Spark Application

GT Big Data Bootcamp training material

Learning Objectives

  • Prepare data for machine learning applications.
  • Save/load constructed data to external storage.

In this section, we will show how to prepare suitable data for building predictive models to predict heart failure (HF). We will first briefly introduce data types involved. Then we show how to construct training/testing samples from the input data using Spark. Finally we will export data in suitable format for modeling later.

Data Types

For many machine learning tasks, such as classification, regression, and clustering, a data point is often represented as a feature vector. Each coordinate of the vector corresponds to a particular feature of the data point.

Feature Vector

MLlib, the machine learning module of Spark, supports two types of vectors: dense and sparse. A dense vector is basically a Double array of length equals to the dimension of the vector. If a vector contains only a few non-zero entries, we can then more efficiently represent the vector by a sparse vector with non-zero indices and the corresponding values only. For example, a vector (1.0, 0.0, 3.0) can be represented in dense format as [1.0, 0.0, 3.0] or in sparse format as (3, [0, 2], [1.0, 3.0]), where 3 is the size of the vector.

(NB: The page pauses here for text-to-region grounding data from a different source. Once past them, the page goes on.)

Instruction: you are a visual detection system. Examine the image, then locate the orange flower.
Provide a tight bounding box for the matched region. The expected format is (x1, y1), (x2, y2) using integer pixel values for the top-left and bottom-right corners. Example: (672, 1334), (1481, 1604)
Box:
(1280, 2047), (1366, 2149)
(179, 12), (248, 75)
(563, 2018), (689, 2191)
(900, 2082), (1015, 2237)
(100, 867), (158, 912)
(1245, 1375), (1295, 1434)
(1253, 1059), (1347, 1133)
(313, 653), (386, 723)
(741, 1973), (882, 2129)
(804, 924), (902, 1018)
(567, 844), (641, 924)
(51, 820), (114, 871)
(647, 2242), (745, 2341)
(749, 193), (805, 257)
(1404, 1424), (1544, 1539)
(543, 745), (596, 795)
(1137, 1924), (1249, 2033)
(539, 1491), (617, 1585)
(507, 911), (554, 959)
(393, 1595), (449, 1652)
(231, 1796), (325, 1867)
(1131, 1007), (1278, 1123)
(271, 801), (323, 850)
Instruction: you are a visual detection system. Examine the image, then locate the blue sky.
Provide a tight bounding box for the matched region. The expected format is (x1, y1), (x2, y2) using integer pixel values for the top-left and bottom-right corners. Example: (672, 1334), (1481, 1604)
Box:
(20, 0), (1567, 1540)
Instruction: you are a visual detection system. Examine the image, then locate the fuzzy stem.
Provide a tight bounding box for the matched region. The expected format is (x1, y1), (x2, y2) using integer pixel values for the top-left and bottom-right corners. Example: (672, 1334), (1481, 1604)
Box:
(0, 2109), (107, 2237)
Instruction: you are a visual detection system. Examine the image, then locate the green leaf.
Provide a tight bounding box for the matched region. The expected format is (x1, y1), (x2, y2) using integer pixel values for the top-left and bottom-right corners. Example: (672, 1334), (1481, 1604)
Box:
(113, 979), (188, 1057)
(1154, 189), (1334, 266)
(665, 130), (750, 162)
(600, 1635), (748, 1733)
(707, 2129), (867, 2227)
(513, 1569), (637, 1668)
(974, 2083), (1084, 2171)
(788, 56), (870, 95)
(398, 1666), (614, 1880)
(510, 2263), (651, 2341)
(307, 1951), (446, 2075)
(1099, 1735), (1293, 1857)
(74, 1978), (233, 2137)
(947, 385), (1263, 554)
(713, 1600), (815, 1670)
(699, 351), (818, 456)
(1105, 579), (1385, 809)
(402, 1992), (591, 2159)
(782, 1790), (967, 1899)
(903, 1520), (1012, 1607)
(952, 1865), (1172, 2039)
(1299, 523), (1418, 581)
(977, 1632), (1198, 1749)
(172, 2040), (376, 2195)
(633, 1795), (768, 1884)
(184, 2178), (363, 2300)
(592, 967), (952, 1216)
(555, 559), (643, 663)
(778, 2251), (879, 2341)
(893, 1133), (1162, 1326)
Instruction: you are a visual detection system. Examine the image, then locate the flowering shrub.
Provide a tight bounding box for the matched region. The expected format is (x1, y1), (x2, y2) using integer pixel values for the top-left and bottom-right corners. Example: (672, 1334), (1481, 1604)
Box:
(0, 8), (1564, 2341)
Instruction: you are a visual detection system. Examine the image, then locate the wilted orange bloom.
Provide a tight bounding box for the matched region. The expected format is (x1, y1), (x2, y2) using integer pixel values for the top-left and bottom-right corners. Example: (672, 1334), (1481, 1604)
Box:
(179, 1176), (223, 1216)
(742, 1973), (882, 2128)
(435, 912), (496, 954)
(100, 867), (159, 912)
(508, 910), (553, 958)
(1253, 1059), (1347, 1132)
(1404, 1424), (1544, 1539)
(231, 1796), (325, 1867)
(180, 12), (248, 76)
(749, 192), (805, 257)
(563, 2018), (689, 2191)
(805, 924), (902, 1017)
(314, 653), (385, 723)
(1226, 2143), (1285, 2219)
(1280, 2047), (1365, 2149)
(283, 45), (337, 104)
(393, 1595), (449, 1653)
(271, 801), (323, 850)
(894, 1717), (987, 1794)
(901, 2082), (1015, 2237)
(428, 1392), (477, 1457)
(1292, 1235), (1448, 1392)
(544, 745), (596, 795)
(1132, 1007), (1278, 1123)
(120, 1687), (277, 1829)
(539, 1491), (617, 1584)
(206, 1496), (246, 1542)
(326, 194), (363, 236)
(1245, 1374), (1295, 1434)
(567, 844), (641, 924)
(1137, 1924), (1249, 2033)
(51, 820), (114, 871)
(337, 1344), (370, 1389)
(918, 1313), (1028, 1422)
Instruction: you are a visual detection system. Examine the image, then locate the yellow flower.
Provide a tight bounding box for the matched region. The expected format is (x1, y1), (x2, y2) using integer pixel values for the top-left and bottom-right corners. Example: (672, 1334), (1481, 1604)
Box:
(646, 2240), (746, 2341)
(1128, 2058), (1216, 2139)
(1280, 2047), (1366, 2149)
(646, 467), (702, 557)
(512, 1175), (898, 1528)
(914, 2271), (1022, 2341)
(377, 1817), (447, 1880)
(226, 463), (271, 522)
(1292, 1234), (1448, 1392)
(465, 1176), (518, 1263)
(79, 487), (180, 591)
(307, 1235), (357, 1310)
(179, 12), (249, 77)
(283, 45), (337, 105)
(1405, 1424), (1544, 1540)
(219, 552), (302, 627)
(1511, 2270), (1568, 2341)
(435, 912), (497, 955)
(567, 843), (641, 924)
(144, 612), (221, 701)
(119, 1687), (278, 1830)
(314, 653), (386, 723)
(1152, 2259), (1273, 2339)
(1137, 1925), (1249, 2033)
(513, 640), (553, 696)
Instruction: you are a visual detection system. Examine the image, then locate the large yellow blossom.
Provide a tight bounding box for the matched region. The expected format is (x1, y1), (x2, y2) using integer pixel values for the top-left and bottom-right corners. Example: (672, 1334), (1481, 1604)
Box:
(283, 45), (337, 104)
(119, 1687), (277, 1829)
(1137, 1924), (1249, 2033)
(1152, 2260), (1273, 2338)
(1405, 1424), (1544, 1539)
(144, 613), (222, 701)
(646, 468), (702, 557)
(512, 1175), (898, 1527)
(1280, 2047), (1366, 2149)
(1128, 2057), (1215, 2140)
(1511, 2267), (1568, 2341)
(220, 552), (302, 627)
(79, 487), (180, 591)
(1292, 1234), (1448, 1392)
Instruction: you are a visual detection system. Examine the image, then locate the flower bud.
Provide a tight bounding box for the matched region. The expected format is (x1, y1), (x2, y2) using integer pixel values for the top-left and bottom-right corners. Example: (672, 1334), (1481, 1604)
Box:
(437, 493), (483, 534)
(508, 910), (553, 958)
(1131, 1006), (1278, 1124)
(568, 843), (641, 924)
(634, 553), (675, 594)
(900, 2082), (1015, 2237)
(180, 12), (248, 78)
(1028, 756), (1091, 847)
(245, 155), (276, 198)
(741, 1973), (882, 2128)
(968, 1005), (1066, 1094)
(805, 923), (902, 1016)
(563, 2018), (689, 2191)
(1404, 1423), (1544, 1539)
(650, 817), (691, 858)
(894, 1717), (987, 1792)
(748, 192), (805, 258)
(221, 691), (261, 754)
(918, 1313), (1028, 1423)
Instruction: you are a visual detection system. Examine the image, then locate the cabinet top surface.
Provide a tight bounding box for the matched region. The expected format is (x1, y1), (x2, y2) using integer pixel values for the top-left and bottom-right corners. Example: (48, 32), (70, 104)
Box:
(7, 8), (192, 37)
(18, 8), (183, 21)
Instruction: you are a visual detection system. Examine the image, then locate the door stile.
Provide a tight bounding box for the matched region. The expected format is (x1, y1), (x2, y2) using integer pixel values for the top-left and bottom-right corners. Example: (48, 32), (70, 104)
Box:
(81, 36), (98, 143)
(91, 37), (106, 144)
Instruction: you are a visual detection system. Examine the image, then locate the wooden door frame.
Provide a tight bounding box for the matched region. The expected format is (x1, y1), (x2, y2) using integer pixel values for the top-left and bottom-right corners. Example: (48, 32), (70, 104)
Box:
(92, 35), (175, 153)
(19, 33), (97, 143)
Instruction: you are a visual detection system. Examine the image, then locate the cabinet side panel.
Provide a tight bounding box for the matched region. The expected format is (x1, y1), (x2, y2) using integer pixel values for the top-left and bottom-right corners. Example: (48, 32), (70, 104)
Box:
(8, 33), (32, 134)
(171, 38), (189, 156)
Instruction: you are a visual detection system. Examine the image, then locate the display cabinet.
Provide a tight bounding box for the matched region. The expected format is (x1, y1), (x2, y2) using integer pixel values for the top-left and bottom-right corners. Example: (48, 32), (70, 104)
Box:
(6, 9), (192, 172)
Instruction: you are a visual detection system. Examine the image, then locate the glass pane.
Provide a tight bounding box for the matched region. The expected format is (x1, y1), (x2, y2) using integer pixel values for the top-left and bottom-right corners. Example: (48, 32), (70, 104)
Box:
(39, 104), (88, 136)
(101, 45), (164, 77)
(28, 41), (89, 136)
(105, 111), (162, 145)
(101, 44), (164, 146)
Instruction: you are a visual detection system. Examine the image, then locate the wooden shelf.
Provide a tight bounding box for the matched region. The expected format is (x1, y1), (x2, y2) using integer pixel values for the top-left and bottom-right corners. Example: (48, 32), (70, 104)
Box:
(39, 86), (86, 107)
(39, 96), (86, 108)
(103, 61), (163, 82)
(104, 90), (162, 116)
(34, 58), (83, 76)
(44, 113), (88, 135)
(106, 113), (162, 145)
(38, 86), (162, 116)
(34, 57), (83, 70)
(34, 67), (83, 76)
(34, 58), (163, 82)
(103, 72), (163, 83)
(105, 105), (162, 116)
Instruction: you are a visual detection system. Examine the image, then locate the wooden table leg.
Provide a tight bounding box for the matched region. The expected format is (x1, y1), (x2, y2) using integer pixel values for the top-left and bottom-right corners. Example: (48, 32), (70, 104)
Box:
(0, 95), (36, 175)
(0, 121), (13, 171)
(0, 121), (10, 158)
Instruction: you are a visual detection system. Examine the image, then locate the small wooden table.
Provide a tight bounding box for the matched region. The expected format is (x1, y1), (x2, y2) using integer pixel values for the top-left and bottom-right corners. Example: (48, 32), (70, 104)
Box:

The base class of a vector is Vector, and there are two implementations: DenseVector and SparseVector. We recommend using the factory methods implemented in Vectors to create vectors.

scala> import org.apache.spark.mllib.linalg.{Vector, Vectors}

// Create a dense vector (1.0, 0.0, 3.0).
scala> val dv = Vectors.dense(1.0, 0.0, 3.0)

// Create a sparse vector (1.0, 0.0, 3.0) by specifying its nonzero entries.
scala> val sv = Vectors.sparse(3, Seq((0, 1.0), (2, 3.0)))

Labeled Point

A labeled point is a vector, either dense or sparse, associated with a label/prediction target. In Spark MLlib, labeled points are used as input to supervised learning algorithms. For example, in binary classification like HF prediction, a label should be either 0 or 1. For multiclass classification, labels should be class indices starting from zero: 0, 1, 2, .... For regression problem like payment prediction, a label is a real-valued number.

scala> import org.apache.spark.mllib.linalg.Vectors
scala> import org.apache.spark.mllib.regression.LabeledPoint

// Create a labeled point with label 1 and a dense feature vector.
scala> val labeled1 = LabeledPoint(1, Vectors.dense(1.0, 0.0, 3.0))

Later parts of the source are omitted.